The similarities to the Westgate attack are stark—four gunmen raiding a prominent city landmark in a bid to inflict as many casualties as possible while attracting as much attention as possible. But there are differences, too, for better and worse.
Westgate was, in the end, defined by ineptitude and failures. The response was so slow that by the time security forces entered the mall, most of those shot were already dead. Turf wars between the army and police led to a botched rescue operation and a deadly friendly-fire incident.
But on Tuesday, the army stayed away, and command was handed to a specialist paramilitary police unit that arrived quickly and worked effectively. (Its efforts were complicated, however, by the attackers, who had left live grenades in their wake to slow the officers as they made their way through the office buildings and then to the hotel.)
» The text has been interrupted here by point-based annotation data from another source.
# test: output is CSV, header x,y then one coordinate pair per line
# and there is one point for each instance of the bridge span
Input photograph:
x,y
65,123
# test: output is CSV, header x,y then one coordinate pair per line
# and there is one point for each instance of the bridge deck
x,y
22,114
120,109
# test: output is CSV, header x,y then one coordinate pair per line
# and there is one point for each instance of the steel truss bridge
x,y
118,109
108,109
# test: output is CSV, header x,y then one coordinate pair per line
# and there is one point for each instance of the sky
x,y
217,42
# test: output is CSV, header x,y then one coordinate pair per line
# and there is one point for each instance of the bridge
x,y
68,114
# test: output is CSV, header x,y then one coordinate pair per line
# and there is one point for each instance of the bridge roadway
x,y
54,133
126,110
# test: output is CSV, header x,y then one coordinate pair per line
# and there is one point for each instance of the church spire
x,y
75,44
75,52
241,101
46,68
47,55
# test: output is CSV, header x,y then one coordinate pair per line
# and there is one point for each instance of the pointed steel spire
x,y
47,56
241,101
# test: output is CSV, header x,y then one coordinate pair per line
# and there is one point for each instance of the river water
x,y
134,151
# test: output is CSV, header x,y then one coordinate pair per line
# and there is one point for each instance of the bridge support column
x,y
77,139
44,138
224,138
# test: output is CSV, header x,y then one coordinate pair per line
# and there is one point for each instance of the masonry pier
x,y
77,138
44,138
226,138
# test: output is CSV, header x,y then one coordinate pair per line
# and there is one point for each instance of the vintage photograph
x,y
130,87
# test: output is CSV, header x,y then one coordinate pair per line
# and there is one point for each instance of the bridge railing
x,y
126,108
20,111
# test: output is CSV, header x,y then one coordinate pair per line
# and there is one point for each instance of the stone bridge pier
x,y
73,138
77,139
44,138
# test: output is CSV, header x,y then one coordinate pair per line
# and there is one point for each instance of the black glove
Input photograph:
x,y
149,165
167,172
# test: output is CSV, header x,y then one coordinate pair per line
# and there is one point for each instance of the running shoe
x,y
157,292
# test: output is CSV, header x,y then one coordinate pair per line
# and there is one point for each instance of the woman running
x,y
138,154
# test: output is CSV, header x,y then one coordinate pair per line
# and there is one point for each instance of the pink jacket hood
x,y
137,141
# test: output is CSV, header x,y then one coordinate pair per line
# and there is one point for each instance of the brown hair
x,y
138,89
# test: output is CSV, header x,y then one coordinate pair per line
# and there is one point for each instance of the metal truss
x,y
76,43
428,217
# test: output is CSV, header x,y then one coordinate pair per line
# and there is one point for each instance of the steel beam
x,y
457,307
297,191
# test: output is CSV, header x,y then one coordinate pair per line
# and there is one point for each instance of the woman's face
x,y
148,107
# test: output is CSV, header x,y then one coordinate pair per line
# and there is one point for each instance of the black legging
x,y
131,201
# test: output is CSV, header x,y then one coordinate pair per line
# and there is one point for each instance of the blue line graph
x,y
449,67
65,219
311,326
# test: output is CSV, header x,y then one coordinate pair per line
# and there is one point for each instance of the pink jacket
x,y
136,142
In one case, a Dubai-based businessman who did not want to be identified said he and his colleagues had bolted for a hotel room when the attack began. Sometime later, they heard people moving along the corridor, kicking in doors, and shouting. “You don’t know if they’re the bad guys or the good guys,” the businessman said. “I just closed my eyes and prayed.” It turned out that the men who had stormed into the room had been police officers, who were part of the force that helped about 700 people escape the large complex by variously crouching, taking cover, and running until they reached the safety of the street outside.
The attack on Westgate lasted a few hours, and the ensuing security operation went on for days. With the mall looted, burned, and partially collapsed, the government eventually claimed victory. This time, by Wednesday morning, roughly 20 hours after the assault had begun, President Uhuru Kenyatta was able to declare the operation over and the terrorists dead.
The toll, however, was nevertheless considerable.
“They were this close to us,” said Kenneth Kirumba, a young software developer, his voice quivering as he held up his thumb and forefinger. Kirumba had huddled with his colleagues in the restrooms on the fifth floor of one block and locked the stall he was in. The gunmen, who were systematically making their way through the buildings, kicked in the door of the bathroom and fired a single shot before moving on.
When the police arrived, Kirumba emerged to see his friend and colleague lying on the floor lifeless, with a single gunshot to his head.
“We were a dozen in the toilets,” Kirumba said, wiping away tears. “Eleven made it out.”